初代 XG10型(1998年-2007年)[編集]
年表[編集]
- 1997年10月 - 第32回東京モーターショーにてNC250として参考出品。開発当初は「ニューロン」という名前で発売予定だった。
- 1998年5月14日 - 発表。搭載エンジンは1JZ-GE(NC250・NC250Four)、2JZ-GE(NC300)。
- 1999年5月 - 専用パーツを使用し足回りをチューンしたスポーティグレードとしてiRバージョンを追加。
- 12月 - 4WD追加。
- 2000年4月 - 一部改良。オプションでサペリマホガニーを使用するウッドパネルも選択可能に。
- 2001年4月11日 - マイナーチェンジ実施。主にフロントグリル・トランクリッド部・アルミホイールの意匠を変更、またボディカラーの見直しを行っている。エンジンは直噴(D-4)化され、変速機は5速ATに変更された(4WDを除く)。また、良-低排出ガス(☆)の認定を受け、排出ガス記号が「GF」から「TA」となる。
- 2002年11月20日 - NC250に特別仕様車「プライムセレクション」を追加。
- 2004年4月 - 一部改良。ディスチャージヘッドランプを全車標準装備化。”iRバージョン”、”ノーブルインテリアパッケージ”を廃止。
- 2005年12月6日 - 一部改良。定速クルーズコントロールを全車標準装備化。
- 2007年5月 - 生産・販売終了。 販売期間中の新車登録台数の累計は7万8019台[8]
販売店[編集]
車名の由来[編集]
フランス語の「進歩」「進取」から。
脚注[編集]
- ^ デアゴスティーニジャパン「週刊日本の名車」第47号 9ページより。
- ^ 当時のトヨタ公式の映像カタログでは、プログレ NC300を1997年モデルのW202 C280およびE36 328iと比較している。
- ^ プログレの寸法は、1998年当時販売されていた同社のT210型コロナプレミオやS11型コンフォート並とコンパクトさを謳っていた。

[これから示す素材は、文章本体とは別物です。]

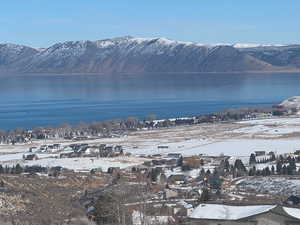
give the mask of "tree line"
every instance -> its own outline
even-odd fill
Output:
[[[110,137],[113,134],[124,134],[129,131],[138,129],[154,129],[161,127],[172,127],[180,125],[191,125],[200,123],[214,123],[222,121],[236,121],[256,118],[259,113],[269,113],[272,115],[284,115],[287,109],[273,107],[253,107],[225,110],[217,113],[210,113],[195,116],[192,118],[178,118],[156,120],[154,114],[146,116],[144,120],[139,120],[136,117],[128,117],[127,119],[114,119],[100,122],[80,122],[77,125],[68,123],[60,124],[59,126],[36,127],[34,129],[16,128],[14,130],[0,130],[1,144],[16,144],[28,143],[33,139],[51,139],[65,138],[71,139],[74,137]]]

- ^ 本木目パネルはそれ以前に初代ウィンダム(1991年~1996年)でも採用された。2000年7月、アリストにS300ウォールナットパッケージが追加され、2004年登場の4代目クラウンマジェスタが全車本木目パネルが標準装備となった。
- ^ ブレビスは6年。
- ^ 2003年にクラウンが「ゼロ・クラウン」こと12代目に、2004年にマークIIがマークXに、2005年にアリストとアルテッツァがレクサスブランドのGSとISにそれぞれモデルチェンジした。これらはプラットフォームの刷新に加え、エンジンを直6のJZ系からV6のGR系へ転換し、デザインも大幅に若返りを図るなどの大変革を行った。
- ^ 2005年12月最終モデルプログレのカタログ記載メーカー希望小売価格(税抜)は322万~420万円、対して2002年10月最終モデル11代目クラウンロイヤルは295万~442万円と、プログレの新車価格は事実上クラウン以上であった。
- ^ デアゴスティーニジャパン週刊日本の名車第47号9ページより。